Cattle production is at a low point, and with beef supply limited, it doesn’t look as if prices will moderate until 2017, according to USDA forecasts. Meanwhile, chefs are softening the blow by balancing the menu with less-expensive alternatives.

“We’ve been doing a lot of R&D with chicken and pork,” says Gabe Caliendo, corporate executive chef of Brea, Calif.-based Lazy Dog Restaurant & Bar. When beef reached a high in 2013, he rolled out Poblano Chicken for a Cinco de Mayo promotion. The popularity of the $14 entree has turned it into a permanent menu signature for the 16-unit casual-dining chain.

When asked what defines a Lazy Dog signature, Caliendo says “it’s a menu item you can’t get anywhere else.” In creating the dish, Caliendo blended several culinary styles with the aim of making it unique, without blurring flavors. The breast cooks in a smoky sauce made with charred poblanos; a “modernized” tamale cake—a riff on polenta—is a differentiator.

Guests are trading off steak [$5 to $10 higher] for the Poblano Chicken, says Caliendo. It’s a swap that pleases both budget-pinched patrons and management. “Food costs are sub-20 percent for the chicken dishes,” he says.

The Spicy Half Chicken is the least expensive item on the entree list at Chicago’s Travelle, where prices range from $26 to $42 (for the New York strip). The dish, inspired by a rotisserie bird Executive Chef Tim Graham tasted in Montreal, “gives me a chance to offer an entree at an approachable price point,” he says.

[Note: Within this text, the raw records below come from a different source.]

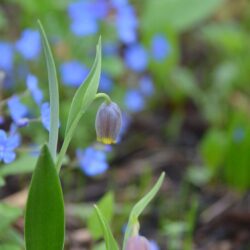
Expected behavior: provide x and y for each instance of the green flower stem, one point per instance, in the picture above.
(66, 142)
(104, 96)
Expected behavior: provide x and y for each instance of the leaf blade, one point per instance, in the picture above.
(83, 97)
(44, 219)
(139, 207)
(53, 92)
(110, 241)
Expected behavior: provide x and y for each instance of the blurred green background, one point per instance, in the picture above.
(179, 70)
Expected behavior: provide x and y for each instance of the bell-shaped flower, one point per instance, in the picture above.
(108, 123)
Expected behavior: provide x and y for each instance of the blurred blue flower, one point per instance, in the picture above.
(17, 110)
(45, 115)
(6, 58)
(160, 47)
(126, 120)
(7, 146)
(146, 85)
(1, 120)
(153, 245)
(32, 85)
(110, 49)
(92, 161)
(73, 73)
(136, 57)
(29, 44)
(106, 83)
(126, 22)
(134, 100)
(84, 16)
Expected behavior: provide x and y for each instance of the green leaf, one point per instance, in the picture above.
(8, 215)
(179, 14)
(110, 241)
(106, 205)
(84, 96)
(44, 220)
(54, 93)
(24, 164)
(9, 247)
(139, 207)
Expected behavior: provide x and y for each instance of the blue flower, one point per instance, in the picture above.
(6, 58)
(146, 85)
(32, 85)
(153, 245)
(73, 73)
(29, 44)
(7, 146)
(126, 23)
(126, 121)
(1, 120)
(106, 83)
(92, 161)
(134, 100)
(17, 110)
(136, 58)
(45, 115)
(160, 47)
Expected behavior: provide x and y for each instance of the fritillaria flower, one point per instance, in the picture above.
(108, 123)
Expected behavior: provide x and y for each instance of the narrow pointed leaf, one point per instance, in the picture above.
(139, 207)
(84, 96)
(53, 91)
(44, 219)
(110, 241)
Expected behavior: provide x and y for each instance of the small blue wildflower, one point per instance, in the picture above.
(106, 83)
(238, 134)
(32, 85)
(6, 58)
(153, 245)
(92, 161)
(119, 3)
(7, 146)
(29, 44)
(126, 23)
(146, 86)
(73, 73)
(134, 100)
(17, 109)
(110, 49)
(45, 115)
(160, 47)
(136, 58)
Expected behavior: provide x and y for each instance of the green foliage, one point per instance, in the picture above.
(180, 14)
(106, 205)
(44, 220)
(108, 236)
(8, 214)
(138, 209)
(54, 95)
(24, 164)
(84, 95)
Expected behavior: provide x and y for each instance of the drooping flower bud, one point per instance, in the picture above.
(138, 243)
(108, 123)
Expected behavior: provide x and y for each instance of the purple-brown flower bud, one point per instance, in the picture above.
(108, 123)
(138, 243)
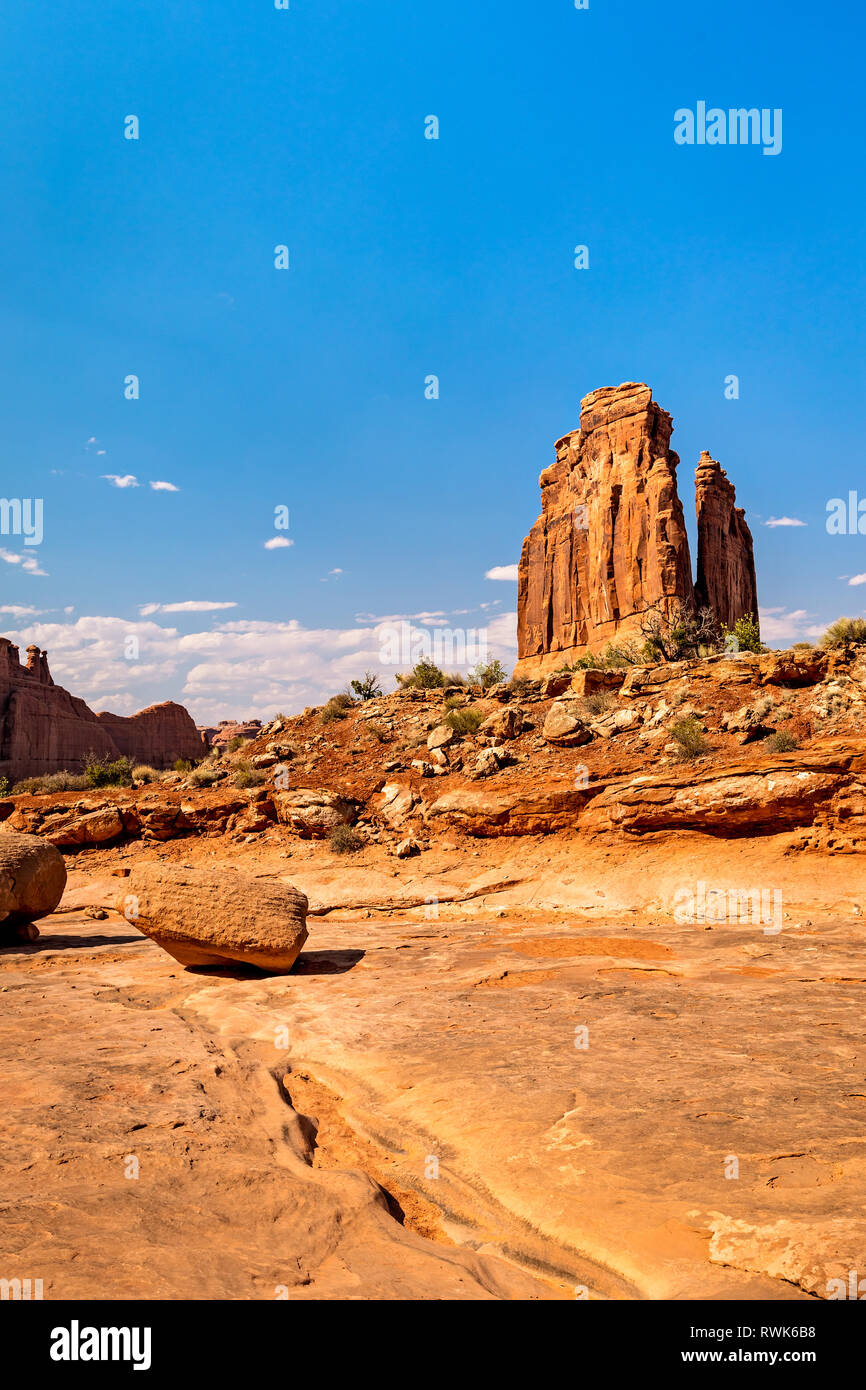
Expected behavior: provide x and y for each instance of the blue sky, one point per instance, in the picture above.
(409, 257)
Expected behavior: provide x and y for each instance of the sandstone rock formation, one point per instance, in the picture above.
(610, 541)
(32, 877)
(314, 813)
(43, 729)
(207, 916)
(726, 565)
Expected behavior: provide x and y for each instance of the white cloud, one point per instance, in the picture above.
(781, 626)
(188, 606)
(239, 667)
(127, 480)
(28, 562)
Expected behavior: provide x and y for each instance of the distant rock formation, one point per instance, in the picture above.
(726, 565)
(610, 541)
(43, 729)
(223, 733)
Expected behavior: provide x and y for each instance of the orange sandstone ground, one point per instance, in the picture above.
(505, 1066)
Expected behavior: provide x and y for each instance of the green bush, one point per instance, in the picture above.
(780, 742)
(690, 738)
(143, 773)
(337, 708)
(845, 630)
(102, 772)
(344, 840)
(487, 674)
(367, 687)
(744, 635)
(53, 781)
(463, 720)
(426, 676)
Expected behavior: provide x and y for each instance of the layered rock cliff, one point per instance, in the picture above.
(610, 541)
(43, 729)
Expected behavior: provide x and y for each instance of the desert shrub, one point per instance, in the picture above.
(463, 720)
(780, 742)
(676, 631)
(690, 738)
(428, 677)
(344, 840)
(246, 774)
(521, 685)
(744, 635)
(205, 776)
(843, 631)
(627, 652)
(103, 772)
(487, 674)
(142, 772)
(337, 708)
(367, 687)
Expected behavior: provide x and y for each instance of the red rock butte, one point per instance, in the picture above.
(43, 729)
(610, 541)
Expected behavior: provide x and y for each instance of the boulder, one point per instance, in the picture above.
(489, 761)
(211, 916)
(503, 723)
(566, 727)
(32, 880)
(396, 804)
(314, 813)
(441, 737)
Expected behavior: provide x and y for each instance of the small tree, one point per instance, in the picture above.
(674, 631)
(845, 630)
(487, 674)
(367, 687)
(744, 635)
(424, 676)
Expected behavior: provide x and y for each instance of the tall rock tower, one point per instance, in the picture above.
(610, 540)
(726, 563)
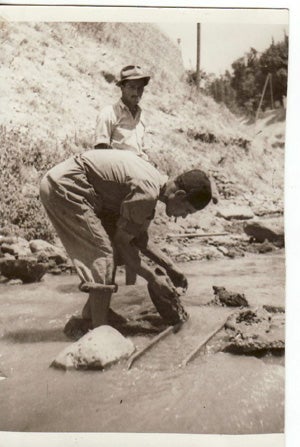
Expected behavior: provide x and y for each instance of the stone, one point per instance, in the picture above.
(256, 332)
(15, 282)
(97, 349)
(266, 229)
(18, 247)
(231, 299)
(235, 212)
(39, 246)
(27, 269)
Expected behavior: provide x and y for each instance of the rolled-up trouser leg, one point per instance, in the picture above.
(81, 233)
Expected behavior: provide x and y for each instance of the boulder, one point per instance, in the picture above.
(256, 332)
(266, 229)
(38, 246)
(235, 212)
(27, 269)
(16, 246)
(97, 349)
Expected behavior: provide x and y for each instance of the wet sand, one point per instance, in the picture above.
(216, 393)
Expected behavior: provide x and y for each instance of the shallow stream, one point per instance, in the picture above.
(216, 393)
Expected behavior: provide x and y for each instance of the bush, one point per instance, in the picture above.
(24, 215)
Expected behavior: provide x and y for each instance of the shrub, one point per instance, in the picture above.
(20, 214)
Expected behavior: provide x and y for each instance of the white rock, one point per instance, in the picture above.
(95, 350)
(235, 212)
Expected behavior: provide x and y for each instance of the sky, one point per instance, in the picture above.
(221, 43)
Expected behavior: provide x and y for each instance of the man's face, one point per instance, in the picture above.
(178, 206)
(132, 91)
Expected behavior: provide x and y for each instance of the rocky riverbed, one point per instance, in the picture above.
(228, 393)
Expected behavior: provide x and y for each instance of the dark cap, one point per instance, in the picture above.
(197, 186)
(132, 72)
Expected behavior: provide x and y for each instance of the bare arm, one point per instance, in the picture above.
(123, 242)
(156, 255)
(102, 146)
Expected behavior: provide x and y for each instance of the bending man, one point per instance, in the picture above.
(102, 202)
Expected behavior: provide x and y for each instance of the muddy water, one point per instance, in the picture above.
(215, 393)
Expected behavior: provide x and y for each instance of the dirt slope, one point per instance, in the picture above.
(55, 77)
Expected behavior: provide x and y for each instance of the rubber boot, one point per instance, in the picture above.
(99, 306)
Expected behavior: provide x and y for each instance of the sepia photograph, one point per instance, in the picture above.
(142, 230)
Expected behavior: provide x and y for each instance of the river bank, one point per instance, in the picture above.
(217, 393)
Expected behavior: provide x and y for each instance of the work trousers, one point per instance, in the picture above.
(69, 201)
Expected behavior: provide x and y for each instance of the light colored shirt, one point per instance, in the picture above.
(117, 128)
(125, 185)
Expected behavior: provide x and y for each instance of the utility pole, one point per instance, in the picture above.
(271, 90)
(262, 96)
(198, 55)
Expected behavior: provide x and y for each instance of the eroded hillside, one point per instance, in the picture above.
(55, 77)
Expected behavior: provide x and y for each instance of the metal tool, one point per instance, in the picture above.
(169, 330)
(204, 342)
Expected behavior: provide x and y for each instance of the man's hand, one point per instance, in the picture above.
(163, 287)
(177, 277)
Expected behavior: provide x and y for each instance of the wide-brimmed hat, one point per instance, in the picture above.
(131, 72)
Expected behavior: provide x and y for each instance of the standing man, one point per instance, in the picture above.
(121, 125)
(100, 202)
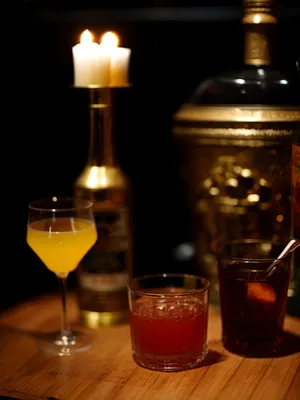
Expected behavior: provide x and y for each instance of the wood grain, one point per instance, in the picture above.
(107, 371)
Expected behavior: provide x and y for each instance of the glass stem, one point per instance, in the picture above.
(65, 330)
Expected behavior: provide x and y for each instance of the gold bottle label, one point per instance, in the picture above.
(295, 179)
(257, 48)
(259, 20)
(103, 273)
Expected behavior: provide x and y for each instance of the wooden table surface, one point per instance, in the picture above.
(107, 371)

The chicken also is a favorite of the chef’s—and the servers relay that fact to guests hesitant about ordering “something they make at home,” says Graham. Now it’s the No. 1 seller.

But it took a while to get there. When Travelle opened two years ago, the dish was called Piri Piri Chicken, a term customers weren’t familiar with at the time. Graham still marinates it in the same piri piri mixture, but changing the name “gave people entry into the dish,” he says. What distinguishes it from a home-cooked chicken, says Graham, is that he starts with an air-chilled bird from a Midwest farmer, salt brines it for two days and marinates it for three days. This TLC is part of the sell.

At Miller Union in Atlanta, Steven Satterfield, executive chef and co-owner, boosts chicken’s appeal to regulars by switching it up frequently. “We change our menu about six times a year, but chicken is a signature and always one of the 10 entrees, varying with the produce in season,” he says.

“We spend $4.50 to $5 a pound for our [pasture-raised] chickens, so profit margins are tight,” Satterfield says. The chicken currently on the menu, a griddled breast and braised leg with beets, toasted almond and quinoa salad, is priced at $26. But no matter how Satterfield prepares it, “We sell a lot,” he says. “Guests feel comfortable with chicken and it will always have a place on the menu.” It’s just more evidence that chicken can deliver when budgets are tight—and when they’re not.